Politics

‘The PM was having a good week, then the macho No 10 culture intervened’


After a tumultuous week, the prime minister’s standard billows again over the ranks of his parliamentary party.

This has been an extraordinary few days in politics. The long-awaited news of the vaccine lifted the spirits, with the PM striking the right note about the need for caution to temper the bursting hope the Pfizer jab offers of an exhausted country. A strong performance quickly followed by a warm telephone call with president-elect Joe Biden. A conversation that lifted the morale of the many millions of us who want to have a warm relationship with our greatest ally’s new head of state.

And then damn it all, the No. 10 machine, again, with its fractious macho culture, conspired to pluck defeat from the hands of the PM victory. This latest and most egregious act of self-harm led to a sulphuric outbreak of rage on the Conservative benches. Boris Johnson, our greatest asset, again flattened by Downing St feuding and the people we thought were hired to advance his cause, not damage his brand. It was as unreal, as it was infuriating. The surrealism of the moment was crystallised on Thursday morning as cabinet ministers were dispatched to tour the radio and TV studios to run the line that the parliamentary party was in rude health and marching in tune with the No. 10 operation. A nonsense line met with incredulity from those who heard it.

Had these cabinet high-ups not noticed the emergence in recent weeks of Jake Berry’s Northern Research Group and Mark Harper’s Covid Recovery Group? Two privy counsellors and long-standing Conservative MPs who had given up trying to capture the PM’s ear by conventional means, feeling forced to pursue their concerns by establishing internal pressure groups with a public face. Groups that scores of our colleagues have flocked to join in their own yelp of pain.

For months the tea room has echoed to the concerns of these same MPs who, after a warm reception by the PM in the lobby, have been rebuffed in their request for a meeting by his impenetrable iron curtain. All PMs’ diaries are heavily policed, but with the current PM there has been a ruthless and studied determination to keep his MPs away from him. But through all this unhappiness, there has been the constant cry “we want our PM back”. So as the smoke clears and the dust settles, the PM has a fantastic opportunity to reignite his relationship with the parliamentary party. We want him to succeed and to be part of his success and we want his chief-of-staff role to go to someone who is as happy on the stairwells of No. 10 as he or she is in the corridors of Westminster. There is huge value to a smile, a warm greeting and a considered discussion. Patience matched to charm and a brain is a powerful combination.

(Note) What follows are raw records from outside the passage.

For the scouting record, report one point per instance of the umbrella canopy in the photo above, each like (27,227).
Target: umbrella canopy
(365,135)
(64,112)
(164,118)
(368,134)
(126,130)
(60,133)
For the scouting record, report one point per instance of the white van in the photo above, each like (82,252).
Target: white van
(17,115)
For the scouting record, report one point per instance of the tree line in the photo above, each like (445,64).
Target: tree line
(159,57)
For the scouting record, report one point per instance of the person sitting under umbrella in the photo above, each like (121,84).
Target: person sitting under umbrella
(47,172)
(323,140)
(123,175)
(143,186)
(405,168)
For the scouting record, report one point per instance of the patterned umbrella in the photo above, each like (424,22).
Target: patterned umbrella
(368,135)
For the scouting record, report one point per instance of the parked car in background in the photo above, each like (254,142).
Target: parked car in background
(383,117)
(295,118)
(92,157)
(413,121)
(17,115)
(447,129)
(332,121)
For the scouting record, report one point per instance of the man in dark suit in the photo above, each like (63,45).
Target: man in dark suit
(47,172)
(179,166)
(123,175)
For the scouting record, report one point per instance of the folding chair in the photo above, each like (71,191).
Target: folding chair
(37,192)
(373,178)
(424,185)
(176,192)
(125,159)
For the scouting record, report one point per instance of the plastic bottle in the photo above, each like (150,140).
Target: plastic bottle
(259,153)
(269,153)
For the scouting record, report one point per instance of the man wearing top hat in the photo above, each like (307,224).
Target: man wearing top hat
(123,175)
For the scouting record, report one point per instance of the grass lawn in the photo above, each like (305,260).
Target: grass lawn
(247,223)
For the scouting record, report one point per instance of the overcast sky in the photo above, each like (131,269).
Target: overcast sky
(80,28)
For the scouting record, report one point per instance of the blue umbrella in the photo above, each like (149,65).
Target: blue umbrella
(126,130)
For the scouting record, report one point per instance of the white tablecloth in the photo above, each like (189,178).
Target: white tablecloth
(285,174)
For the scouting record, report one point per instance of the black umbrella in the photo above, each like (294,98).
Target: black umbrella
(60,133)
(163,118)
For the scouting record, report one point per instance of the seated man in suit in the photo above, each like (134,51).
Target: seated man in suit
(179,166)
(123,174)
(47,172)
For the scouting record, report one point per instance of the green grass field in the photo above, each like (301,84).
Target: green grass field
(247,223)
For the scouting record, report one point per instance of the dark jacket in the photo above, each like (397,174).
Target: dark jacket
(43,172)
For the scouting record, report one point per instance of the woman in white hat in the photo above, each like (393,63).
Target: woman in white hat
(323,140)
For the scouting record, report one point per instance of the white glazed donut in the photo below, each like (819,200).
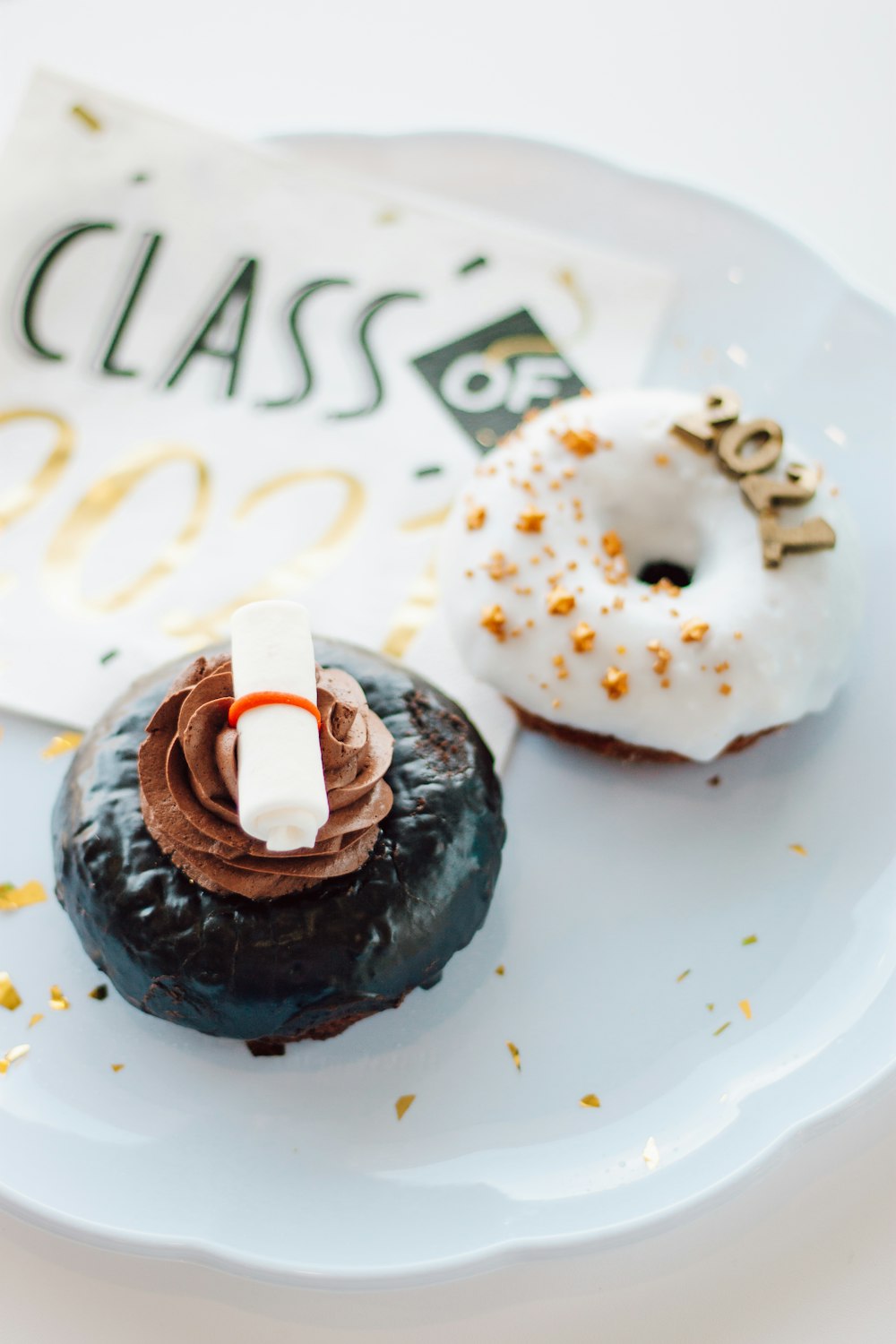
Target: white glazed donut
(540,582)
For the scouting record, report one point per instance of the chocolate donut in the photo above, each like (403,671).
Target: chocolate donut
(335,948)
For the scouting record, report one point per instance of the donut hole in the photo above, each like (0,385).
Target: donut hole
(653,572)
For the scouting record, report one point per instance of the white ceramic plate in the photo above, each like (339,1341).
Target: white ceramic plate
(616,882)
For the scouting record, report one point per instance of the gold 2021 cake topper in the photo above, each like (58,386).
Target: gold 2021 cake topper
(745,451)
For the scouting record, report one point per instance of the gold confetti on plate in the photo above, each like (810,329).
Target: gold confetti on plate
(15,898)
(86,117)
(11,1055)
(56,999)
(405,1104)
(61,744)
(8,994)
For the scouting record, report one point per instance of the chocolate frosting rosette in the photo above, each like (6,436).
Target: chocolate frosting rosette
(188,785)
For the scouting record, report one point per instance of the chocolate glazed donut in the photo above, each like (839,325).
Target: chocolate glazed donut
(311,962)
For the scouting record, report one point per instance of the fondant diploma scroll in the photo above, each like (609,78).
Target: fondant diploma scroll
(745,451)
(280,771)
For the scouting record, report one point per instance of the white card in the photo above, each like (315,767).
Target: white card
(228,375)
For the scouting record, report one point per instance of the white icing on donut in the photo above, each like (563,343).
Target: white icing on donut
(778,640)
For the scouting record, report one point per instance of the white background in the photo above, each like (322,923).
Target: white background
(786,107)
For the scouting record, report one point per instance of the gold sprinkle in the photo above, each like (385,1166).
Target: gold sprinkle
(58,1000)
(13,898)
(583,443)
(530,521)
(11,1055)
(8,995)
(616,683)
(61,744)
(86,117)
(500,567)
(692,632)
(582,637)
(493,620)
(560,601)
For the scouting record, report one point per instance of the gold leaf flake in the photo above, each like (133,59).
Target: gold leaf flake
(616,683)
(11,1055)
(403,1104)
(15,898)
(8,994)
(692,632)
(61,744)
(560,601)
(86,117)
(56,999)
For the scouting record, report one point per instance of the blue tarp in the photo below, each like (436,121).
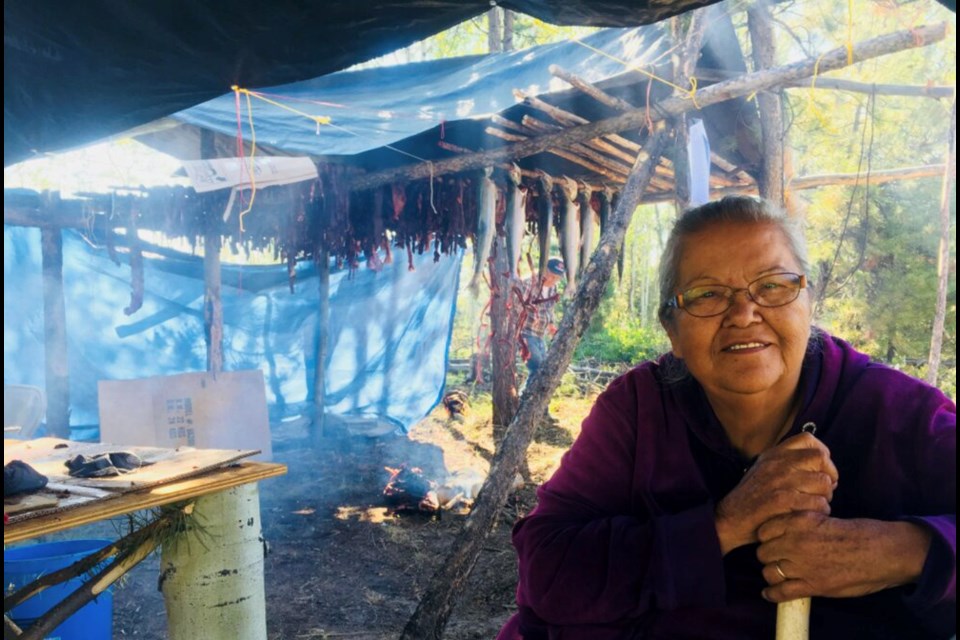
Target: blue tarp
(380,106)
(389,331)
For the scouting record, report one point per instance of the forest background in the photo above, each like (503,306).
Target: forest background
(874,246)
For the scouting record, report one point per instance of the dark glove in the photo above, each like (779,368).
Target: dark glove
(103,465)
(19,477)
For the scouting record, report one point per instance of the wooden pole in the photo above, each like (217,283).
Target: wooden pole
(772,177)
(212,303)
(431,615)
(947,196)
(57,368)
(837,84)
(323,340)
(720,92)
(503,350)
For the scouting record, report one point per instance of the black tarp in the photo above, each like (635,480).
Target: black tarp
(76,72)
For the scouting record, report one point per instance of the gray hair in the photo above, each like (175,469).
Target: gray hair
(737,209)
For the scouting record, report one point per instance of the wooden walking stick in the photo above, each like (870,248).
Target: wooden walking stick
(793,619)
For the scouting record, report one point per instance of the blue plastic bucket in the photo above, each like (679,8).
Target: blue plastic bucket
(23,565)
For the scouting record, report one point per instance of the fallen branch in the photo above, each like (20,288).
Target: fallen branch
(430,618)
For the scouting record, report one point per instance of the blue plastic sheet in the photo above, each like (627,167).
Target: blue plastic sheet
(371,108)
(389,331)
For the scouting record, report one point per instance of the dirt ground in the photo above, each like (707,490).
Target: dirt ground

And, for a revitalised PM, opportunity now sits alongside threat in the challenges that lie ahead. Rolling out the vaccine will be a mammoth logistical task, securing the Brexit trade deal is an imperative whose time is upon us, and in 2021 we need to get the economy motoring again and our constituents back into work. We have to get these things right. As Boris Johnson meets these challenges, he must roll up his sleeves safe in the knowledge that his team in No 10 is focusing on the job at hand.